I threw up my hands. “Can’t you see what’s happening? They’re killing everyone. They’re killing anyone.”
“There will be people alive at the end of all this. I know. And I plan for us to be two of them.”
How could I be around someone who would think all this was okay?
“Why? They made us slaves. What do we have to live for?” My words pushed through my teeth as fast as bullets.
“I know you don’t want to work within the system,” he sighed. “But I don’t know any other way. Right now, I don’t. ”
/> “Oh, my God.” I pinched my nose between my thumb and my forefinger. An ache formed in the front of my head. “I can’t believe this. I can’t believe you would be fine with this. I can’t believe The Party would be okay with this. My mom is dead. They murdered her and they would have killed others!”
He ran a hand through his hair. “Look. I’m not happy about it. It hurts me too. Don’t you see?
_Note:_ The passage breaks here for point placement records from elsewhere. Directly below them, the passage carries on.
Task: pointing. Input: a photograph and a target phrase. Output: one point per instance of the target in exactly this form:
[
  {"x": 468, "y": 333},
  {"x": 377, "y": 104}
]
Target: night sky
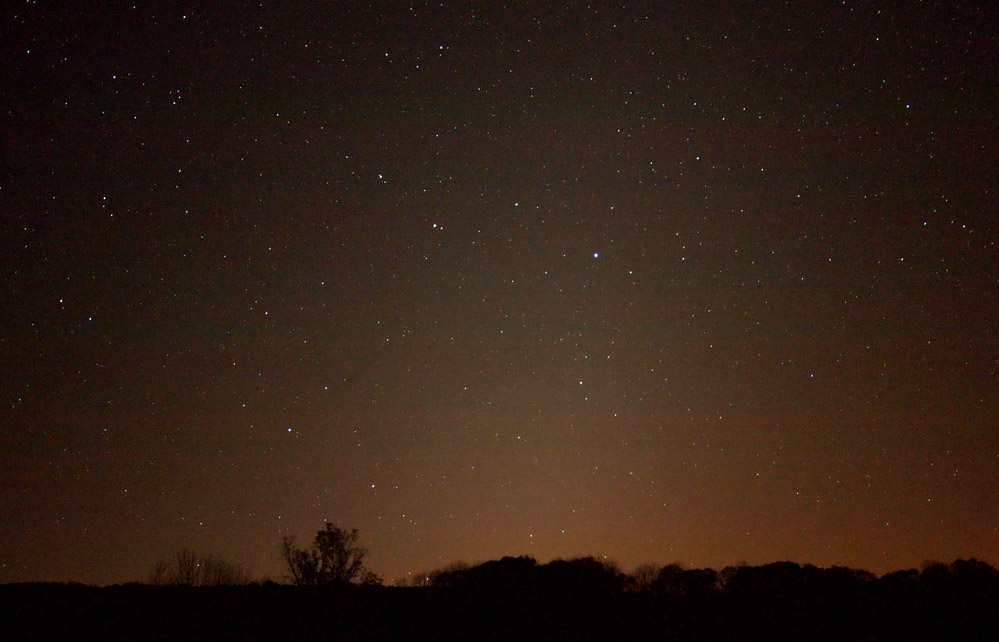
[{"x": 706, "y": 282}]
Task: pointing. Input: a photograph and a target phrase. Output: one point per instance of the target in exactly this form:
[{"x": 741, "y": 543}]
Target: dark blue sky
[{"x": 698, "y": 282}]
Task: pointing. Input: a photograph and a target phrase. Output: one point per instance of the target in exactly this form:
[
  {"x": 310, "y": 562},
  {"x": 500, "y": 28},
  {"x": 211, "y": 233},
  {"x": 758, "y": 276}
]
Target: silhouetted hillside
[{"x": 519, "y": 599}]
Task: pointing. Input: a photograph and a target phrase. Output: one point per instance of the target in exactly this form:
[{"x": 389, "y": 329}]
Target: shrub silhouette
[{"x": 336, "y": 557}]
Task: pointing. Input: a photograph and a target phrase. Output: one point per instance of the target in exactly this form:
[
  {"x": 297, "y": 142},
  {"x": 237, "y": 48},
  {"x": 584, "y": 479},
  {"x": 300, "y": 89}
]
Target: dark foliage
[{"x": 519, "y": 599}]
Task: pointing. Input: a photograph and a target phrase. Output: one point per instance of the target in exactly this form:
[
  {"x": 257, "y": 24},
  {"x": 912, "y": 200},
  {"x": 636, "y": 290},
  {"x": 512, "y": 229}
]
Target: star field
[{"x": 686, "y": 282}]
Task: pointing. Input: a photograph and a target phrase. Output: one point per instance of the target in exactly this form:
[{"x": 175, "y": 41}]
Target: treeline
[{"x": 516, "y": 598}]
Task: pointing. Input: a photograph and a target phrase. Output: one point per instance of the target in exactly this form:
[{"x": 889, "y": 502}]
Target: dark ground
[{"x": 516, "y": 599}]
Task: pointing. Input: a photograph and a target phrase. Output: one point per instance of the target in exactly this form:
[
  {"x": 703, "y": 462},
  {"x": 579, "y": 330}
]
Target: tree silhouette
[
  {"x": 336, "y": 557},
  {"x": 644, "y": 575}
]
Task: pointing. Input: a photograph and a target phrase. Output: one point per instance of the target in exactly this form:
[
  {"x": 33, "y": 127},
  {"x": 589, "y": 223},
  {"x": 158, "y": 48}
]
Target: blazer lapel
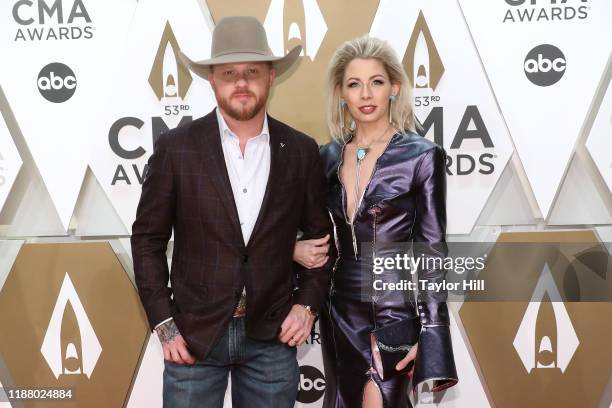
[
  {"x": 278, "y": 145},
  {"x": 210, "y": 140}
]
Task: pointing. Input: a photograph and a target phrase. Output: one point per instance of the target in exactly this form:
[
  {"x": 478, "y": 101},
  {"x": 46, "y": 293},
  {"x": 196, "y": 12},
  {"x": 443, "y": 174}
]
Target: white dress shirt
[{"x": 248, "y": 173}]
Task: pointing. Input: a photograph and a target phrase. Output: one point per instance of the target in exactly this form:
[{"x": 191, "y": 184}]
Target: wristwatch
[{"x": 311, "y": 310}]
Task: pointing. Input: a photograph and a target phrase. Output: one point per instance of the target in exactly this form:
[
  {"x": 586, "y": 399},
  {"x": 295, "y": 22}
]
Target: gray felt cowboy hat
[{"x": 241, "y": 39}]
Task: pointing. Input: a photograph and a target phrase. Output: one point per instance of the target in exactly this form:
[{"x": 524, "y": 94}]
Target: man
[{"x": 236, "y": 186}]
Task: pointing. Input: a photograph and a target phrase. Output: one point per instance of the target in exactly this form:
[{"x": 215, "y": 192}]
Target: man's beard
[{"x": 245, "y": 112}]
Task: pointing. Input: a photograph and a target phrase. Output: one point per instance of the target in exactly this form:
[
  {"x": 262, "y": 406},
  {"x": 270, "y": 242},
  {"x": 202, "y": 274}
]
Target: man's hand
[
  {"x": 311, "y": 253},
  {"x": 406, "y": 360},
  {"x": 175, "y": 347},
  {"x": 297, "y": 326}
]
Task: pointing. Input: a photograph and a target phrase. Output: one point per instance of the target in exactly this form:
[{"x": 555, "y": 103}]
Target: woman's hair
[{"x": 366, "y": 47}]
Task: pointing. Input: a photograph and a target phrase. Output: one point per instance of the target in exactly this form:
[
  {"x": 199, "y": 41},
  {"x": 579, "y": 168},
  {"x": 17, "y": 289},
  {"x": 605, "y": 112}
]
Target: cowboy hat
[{"x": 241, "y": 39}]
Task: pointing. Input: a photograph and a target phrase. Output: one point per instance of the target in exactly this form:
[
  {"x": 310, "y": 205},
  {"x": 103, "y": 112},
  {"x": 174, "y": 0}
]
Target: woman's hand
[
  {"x": 406, "y": 360},
  {"x": 311, "y": 253}
]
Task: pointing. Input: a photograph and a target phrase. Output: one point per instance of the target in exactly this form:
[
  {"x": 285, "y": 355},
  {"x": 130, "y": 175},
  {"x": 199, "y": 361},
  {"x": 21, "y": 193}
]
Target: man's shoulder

But what do you want me do?” he asked. “This is the way things are right now.”
“Well not for everyone,” I said in a soft voice. “What about the people who joined the SSR? What if we joined?”
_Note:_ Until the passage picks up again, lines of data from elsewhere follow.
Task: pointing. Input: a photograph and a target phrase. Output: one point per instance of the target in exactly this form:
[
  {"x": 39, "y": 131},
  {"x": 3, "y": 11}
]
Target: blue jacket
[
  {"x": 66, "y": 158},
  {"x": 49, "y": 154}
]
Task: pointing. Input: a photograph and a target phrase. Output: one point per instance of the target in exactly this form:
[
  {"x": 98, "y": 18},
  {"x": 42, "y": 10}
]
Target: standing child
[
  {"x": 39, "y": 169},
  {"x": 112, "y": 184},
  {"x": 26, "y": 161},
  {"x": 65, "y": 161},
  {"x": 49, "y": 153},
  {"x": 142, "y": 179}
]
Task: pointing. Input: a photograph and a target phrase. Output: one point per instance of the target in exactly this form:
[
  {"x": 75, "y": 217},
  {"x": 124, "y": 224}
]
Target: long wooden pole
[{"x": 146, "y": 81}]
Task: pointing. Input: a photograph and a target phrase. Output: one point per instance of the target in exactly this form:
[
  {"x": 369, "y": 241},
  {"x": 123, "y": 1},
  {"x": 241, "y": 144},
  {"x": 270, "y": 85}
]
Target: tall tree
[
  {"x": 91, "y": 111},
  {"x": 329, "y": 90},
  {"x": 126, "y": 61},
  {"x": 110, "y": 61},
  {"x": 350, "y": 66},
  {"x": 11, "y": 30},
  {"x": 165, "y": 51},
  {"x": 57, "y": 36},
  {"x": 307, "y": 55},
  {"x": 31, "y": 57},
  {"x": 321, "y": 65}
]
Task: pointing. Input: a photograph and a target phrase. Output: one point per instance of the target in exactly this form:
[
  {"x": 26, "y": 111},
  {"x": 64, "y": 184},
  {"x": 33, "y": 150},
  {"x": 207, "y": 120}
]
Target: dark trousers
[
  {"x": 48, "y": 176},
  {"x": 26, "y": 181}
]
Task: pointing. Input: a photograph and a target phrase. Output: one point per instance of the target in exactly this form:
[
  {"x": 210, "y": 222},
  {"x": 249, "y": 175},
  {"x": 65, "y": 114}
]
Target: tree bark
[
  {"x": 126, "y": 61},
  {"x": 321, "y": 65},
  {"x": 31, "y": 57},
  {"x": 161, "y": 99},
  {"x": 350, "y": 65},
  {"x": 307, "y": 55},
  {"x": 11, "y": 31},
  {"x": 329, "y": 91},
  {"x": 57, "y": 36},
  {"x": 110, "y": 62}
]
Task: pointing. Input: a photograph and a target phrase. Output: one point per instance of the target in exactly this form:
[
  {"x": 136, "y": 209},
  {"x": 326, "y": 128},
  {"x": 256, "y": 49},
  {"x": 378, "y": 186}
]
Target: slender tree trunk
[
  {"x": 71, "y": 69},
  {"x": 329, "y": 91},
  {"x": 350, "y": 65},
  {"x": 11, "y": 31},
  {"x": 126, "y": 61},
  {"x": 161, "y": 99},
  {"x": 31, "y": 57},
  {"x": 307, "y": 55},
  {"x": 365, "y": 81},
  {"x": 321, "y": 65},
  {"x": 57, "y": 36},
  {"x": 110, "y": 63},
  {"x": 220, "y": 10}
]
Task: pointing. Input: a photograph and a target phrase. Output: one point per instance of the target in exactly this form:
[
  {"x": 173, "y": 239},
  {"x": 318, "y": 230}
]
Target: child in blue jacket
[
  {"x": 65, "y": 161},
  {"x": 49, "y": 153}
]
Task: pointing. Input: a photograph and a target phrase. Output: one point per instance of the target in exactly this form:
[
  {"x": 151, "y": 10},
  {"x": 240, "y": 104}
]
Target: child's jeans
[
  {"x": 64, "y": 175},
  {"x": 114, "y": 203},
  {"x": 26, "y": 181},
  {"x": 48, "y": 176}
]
“No. No way.” Fostino fixed his eyes on me. They turned black and hard. “I can’t believe you would even talk like that.” His voice sounded firm.
“Why not?” I demanded as I balanced my chin in my left hand. My words came out like arrows headed for a target. “Why not? Tell me. Now. You. Tell. Me. Now.”
Fostino’s jaw flexed and he pointed out the window. “If you think what’s going on out there is bad, life with the SSR is worse. Much worse. Jesus, Charlotte. Why can’t you get it? I wouldn’t wish that on anyone— and for sure not on you.”
I wanted to ask him to explain, but I did not. The weight of this conversation stifled me.
“I know you really do care about me,” I admitted. It was the truth, but I also wanted to end the conversation. I just needed it to be over. I took another deep, steadying breath.
Fostino nodded and stood up. He reached a hand out to me. Once I took it, he pulled me out of the wooden chair and into his arms.
“I more than just care about you. I mean that.” He looked down at me; his eyes widened and searched mine. He pulled my face toward him and kissed my hair.
“I’m falling in love with you,” he said after a long moment. “No — not falling — I do. I love you.”
My face softened. My stomach twisted and burned. I pulled back and gazed back up to him. I saw in his eyes that he meant every word. I didn’t need to think about what I should say next. The words sat on the tip of my tongue.